Here's the trick to impress your friends. Choose a keyphrase that has less than 1,000 or so results in the SERPs when enclosed with quotes. Less than 500 is twice as good and less than 100 is awesome! The reasoning for the quotes is that the quoted search will tell you how many pages are *actually* targetting that exact phrase. In the case of 'mac leopard forums', it first appears to have 2 to 3 million results, medium competiveness and would be a good achievement. However, those SERPs are inflated because many, (a few million), people mention 'mac', 'leopard', and 'forums' on their page, yet only about ten pages in Yahoo's database mention 'mac leopard forums' together as an exact phrase. (only 90 on Google). Anyone can prove what I'm saying by just getting a few links to a page SEO'd for a somewhat unique keyphrase. Be sure to check the phrase's uniqueness by putting it in double quotes for the search. sorry Mrfinch. btw, I checked 'mac leopard forums' with the Overture suggestion tool and it returned zero searches were done last month and zero suggestions. If the keyphrase was getting traffic it would have been a fantasic niche-find. Bompa
search volume for those keywords are nearly zero on yahoo or google. #1 position won't bring traffic at all. what is the point to rank #1 for those words?
I think the search term "mac leopard news" good, however "mac leopard forum" most likely generate very little traffic.

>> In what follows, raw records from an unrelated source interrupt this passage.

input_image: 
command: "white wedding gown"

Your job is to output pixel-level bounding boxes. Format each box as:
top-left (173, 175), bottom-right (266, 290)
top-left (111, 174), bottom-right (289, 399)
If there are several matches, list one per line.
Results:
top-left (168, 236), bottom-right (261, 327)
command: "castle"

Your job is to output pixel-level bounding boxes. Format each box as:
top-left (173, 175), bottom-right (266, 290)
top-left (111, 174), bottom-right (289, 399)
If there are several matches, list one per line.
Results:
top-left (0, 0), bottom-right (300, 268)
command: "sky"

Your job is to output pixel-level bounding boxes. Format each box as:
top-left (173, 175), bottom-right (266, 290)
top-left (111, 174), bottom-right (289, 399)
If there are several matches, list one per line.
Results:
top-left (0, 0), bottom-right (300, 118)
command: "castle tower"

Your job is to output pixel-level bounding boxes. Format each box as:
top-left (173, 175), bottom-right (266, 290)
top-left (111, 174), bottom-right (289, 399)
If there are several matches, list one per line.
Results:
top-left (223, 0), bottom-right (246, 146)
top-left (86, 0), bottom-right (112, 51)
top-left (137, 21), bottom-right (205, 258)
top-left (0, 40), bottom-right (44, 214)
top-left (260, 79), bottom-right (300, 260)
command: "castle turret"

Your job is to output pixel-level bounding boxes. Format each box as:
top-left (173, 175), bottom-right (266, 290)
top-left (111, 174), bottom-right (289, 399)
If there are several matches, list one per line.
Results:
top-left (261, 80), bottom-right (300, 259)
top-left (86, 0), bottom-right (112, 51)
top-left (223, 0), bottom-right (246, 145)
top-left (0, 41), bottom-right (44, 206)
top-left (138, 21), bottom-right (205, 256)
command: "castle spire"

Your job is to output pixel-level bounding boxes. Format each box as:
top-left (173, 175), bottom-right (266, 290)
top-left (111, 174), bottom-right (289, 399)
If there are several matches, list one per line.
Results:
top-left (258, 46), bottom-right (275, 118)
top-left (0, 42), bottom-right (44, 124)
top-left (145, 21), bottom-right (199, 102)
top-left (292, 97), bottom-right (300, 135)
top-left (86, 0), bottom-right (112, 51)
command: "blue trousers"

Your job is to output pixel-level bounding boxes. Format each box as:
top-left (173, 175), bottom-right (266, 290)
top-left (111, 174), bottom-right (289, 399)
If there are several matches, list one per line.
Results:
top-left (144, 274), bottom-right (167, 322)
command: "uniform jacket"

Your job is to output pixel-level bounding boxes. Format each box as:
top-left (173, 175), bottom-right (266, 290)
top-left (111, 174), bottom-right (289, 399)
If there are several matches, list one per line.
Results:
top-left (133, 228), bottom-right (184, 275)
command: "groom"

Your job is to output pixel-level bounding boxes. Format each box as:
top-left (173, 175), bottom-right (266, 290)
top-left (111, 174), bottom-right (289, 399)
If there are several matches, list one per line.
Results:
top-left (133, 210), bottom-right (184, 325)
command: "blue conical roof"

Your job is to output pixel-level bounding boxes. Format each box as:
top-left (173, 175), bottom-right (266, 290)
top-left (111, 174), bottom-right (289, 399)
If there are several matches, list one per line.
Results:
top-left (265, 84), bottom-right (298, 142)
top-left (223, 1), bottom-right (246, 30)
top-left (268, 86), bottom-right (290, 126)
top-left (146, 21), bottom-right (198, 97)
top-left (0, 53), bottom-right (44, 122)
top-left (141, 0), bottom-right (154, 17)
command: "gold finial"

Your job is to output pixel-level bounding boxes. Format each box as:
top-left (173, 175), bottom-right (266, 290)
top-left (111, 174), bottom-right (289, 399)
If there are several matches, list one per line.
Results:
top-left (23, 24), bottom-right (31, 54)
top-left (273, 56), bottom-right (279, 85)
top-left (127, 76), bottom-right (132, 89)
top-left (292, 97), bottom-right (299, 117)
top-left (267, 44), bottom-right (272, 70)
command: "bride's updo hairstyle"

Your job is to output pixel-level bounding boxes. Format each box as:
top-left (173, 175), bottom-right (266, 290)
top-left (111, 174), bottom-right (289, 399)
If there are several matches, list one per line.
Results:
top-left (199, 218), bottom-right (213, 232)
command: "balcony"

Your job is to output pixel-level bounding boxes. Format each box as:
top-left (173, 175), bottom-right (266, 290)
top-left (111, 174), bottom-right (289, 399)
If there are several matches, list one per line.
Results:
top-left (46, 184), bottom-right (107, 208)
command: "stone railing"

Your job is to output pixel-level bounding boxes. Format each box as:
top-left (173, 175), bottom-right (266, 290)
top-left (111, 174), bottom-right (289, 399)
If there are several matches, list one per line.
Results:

I doubt many people will type in that search term.
Good to know! So i guess it is the same as we type in allinanchor and allintitle to find out how many sites are competing for the exact term, right?
So the advice I got was keywords, description and backlinks. Wow! What a sage. I thought it was orbital gravity and string theory. Am I the only one who got nothing from this thread? I challenge MrFINCHY to give us something useful. Well MrFinchy?